The sensor payload defines what a subsea vehicle can observe and measure. Payload selection drives mission capability, power consumption, data volume, and vehicle configuration. Understanding sensor types, their capabilities, and their limitations is essential for mission planning and data quality assessment.

Why This Exists

Sensors are how subsea vehicles perceive and record their environment. The right sensor for a job depends on the target, the environment, the required resolution and accuracy, and the vehicle’s power and space budget. A mismatch between sensor capability and mission requirement produces poor data and wasted effort.

Who This Is For

  • Mission planners selecting sensor configurations for specific tasks
  • Data managers understanding the characteristics of sensor data products
  • Engineers integrating sensors into vehicle systems
  • Scientists and engineers using sensor data for decision-making

Acoustic Sensors

Multibeam Echosounder (MBES)

MBES emits acoustic pulses in a fan pattern across-track and measures depth across a swath:

  • Swath width: Typically 2–5× water depth (altitude above seabed)
  • Resolution: Function of beam width, frequency, and altitude
  • Frequency range: 200 kHz (shallow, high resolution) to 12 kHz (deep, lower resolution)
  • Applications: Bathymetric survey, seabed mapping, pipeline route survey

Data products: Bathymetric grids, water column data (backscatter, biology)

Side-Scan Sonar (SSS)

SSS emits acoustic pulses to each side and measures the backscattered intensity:

  • Range: Each side typically 10–200m depending on frequency
  • Resolution: Finer than MBES at equivalent range; no depth data
  • Frequency range: 100–1000 kHz
  • Applications: Object detection, seabed characterisation, pipeline and cable inspection

Data products: Sonar mosaic images; target detection reports

Sub-Bottom Profiler (SBP)

SBP penetrates the seabed with low-frequency acoustic energy to image sub-seabed structure:

  • Penetration: Typically 10–50m depending on sediment type and frequency
  • Resolution: Decimetres vertically
  • Applications: Buried pipeline detection, sediment characterisation, geohazard assessment

Acoustic Doppler Current Profiler (ADCP)

ADCP measures current velocity profiles through the water column using Doppler shift of backscattered sound:

  • Range: Typically 10–300m depending on frequency
  • Applications: Current measurement, water column monitoring, vehicle navigation (as DVL)

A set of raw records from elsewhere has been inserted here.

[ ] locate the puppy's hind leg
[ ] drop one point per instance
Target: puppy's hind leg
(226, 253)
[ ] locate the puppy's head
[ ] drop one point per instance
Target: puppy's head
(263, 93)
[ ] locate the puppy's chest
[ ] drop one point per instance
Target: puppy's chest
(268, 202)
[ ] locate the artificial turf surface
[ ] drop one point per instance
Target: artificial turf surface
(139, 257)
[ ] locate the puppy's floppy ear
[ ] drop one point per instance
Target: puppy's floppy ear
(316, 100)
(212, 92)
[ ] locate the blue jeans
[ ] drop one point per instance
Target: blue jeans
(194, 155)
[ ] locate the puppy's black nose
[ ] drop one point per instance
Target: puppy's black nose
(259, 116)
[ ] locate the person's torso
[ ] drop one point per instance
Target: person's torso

Doppler Velocity Log (DVL)

DVL uses Doppler shift to measure vehicle velocity relative to the seabed (or water column):

  • Critical for navigation — DVL aiding of INS is the primary method for accurate AUV navigation
  • Altitude limit — DVL loses bottom-track when vehicle is too far above the seabed
  • Applications: Vehicle navigation, aided INS

Optical Sensors

Cameras (Video and Still)

Optical imaging requires light:

  • Visibility limit: Typically <30m in coastal waters; further in clear oceanic water
  • Resolution: From standard definition to 4K and beyond
  • Lighting: LED arrays required; colour rendering affects image quality
  • Applications: Visual inspection, biological observation, documentation

Laser Scanners

Line-scanning lasers provide high-resolution 3D point clouds:

  • Range: Typically <5m
  • Resolution: Sub-millimetre
  • Applications: Precision metrology, corrosion mapping, anode measurement

Oceanographic Sensors

CTD (Conductivity, Temperature, Depth)

Measures the fundamental oceanographic state variables:

  • Required for: Correcting acoustic sensor performance (sound speed is a function of CTD)
  • Applications: Oceanographic profiling, water mass characterisation

Dissolved Oxygen

Measures oxygen concentration, an indicator of biological productivity and water mass age.

Fluorometers

Measure chlorophyll fluorescence as a proxy for phytoplankton biomass.

Turbidity Sensors

Measure suspended particle concentration — important for acoustic sensor performance and sediment transport monitoring.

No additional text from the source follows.